Our general finding that art experience is positively related to viewing time differs from Heidenreich and Turano's [22] who did not find any significant correlations. Our analysis suggests that art appreciation is less strongly related to viewing time in the museum than in laboratory context. Given that Heidenreich and Turano collected their data in the museum with a small sample of only four participants, it is likely that these differing findings occur because their analysis was underpowered.
Limitations
Similar to most studies in the field of empirical aesthetics, the current study only recruited (psychology) students whose intrinsic motivation to see the artworks is uncertain. This approach guarantees homogeneous samples with regards to factors such as age, socioeconomic status, and education and facilitates the control of the level of art expertise. Nevertheless, further studies should be conducted with spontaneous art museum visitors [21], [54], [55] to raise the level of ecological validity and enlarge our knowledge about art experience in the museum.
Conclusion
Empirical aesthetics has mostly focused on how stimulus or personal factors contribute to the appreciation of art. Our results demonstrated that context affects the experience of art, the amount of time people spend on art, and, in turn, that viewing time is related to art experience. Therefore, context needs to be considered as an important modulating factor in the appreciation of art. Our results suggest that time and context constitute more than framing dimensions for the experience of art. Owing to the impact of the temporal unfolding of cognitive and affective processes on the appreciation of art, and to their contextual sensitivity, time and context can be regarded as fundamental elements in the elaboration of the experience of art. Nevertheless, more comparative studies between art perception in the laboratory and the museum are required to fully ascertain which processes, experiences, or behaviors are transferable from one context to the other.
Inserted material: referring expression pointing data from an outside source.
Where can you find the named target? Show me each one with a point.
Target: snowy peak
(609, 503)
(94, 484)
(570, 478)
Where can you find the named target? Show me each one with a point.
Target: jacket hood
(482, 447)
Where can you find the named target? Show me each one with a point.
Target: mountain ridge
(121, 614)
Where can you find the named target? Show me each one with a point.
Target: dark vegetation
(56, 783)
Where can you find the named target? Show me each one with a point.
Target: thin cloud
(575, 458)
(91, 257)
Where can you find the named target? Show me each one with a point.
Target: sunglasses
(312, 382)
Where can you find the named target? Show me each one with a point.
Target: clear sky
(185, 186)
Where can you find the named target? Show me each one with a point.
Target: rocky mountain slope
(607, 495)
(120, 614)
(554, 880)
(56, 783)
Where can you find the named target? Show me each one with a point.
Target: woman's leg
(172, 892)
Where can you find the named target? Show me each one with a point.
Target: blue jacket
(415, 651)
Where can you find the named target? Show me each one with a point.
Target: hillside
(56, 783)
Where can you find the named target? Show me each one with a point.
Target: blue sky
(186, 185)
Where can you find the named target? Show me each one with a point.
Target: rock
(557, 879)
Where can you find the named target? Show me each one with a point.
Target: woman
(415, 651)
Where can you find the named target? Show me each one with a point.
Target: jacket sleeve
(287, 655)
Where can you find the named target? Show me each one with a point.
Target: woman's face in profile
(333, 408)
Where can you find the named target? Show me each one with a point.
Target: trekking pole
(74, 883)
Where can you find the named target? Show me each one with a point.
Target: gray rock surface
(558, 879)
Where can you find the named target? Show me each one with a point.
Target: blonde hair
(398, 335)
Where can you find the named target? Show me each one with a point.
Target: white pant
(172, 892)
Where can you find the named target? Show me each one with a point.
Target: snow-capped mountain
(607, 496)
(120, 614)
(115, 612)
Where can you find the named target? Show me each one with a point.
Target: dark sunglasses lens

In light of the finding that art experience is enhanced in the museum, future research should focus on specific factors that lead to this art museum experience.
Acknowledgments
We would like to thank the MUSA, especially Berthold Ecker and Gunda Achleitner, for giving us the opportunity to collect data in the museum and providing us with high quality digital reproductions of the exhibited artworks.
Funding Statement
This research was supported by a grant from WWTF (CS11-023) to Helmut Leder (www.wwtf.at). The funders had no role in study design, data collection and analysis, decision to publish, or preparation of the manuscript.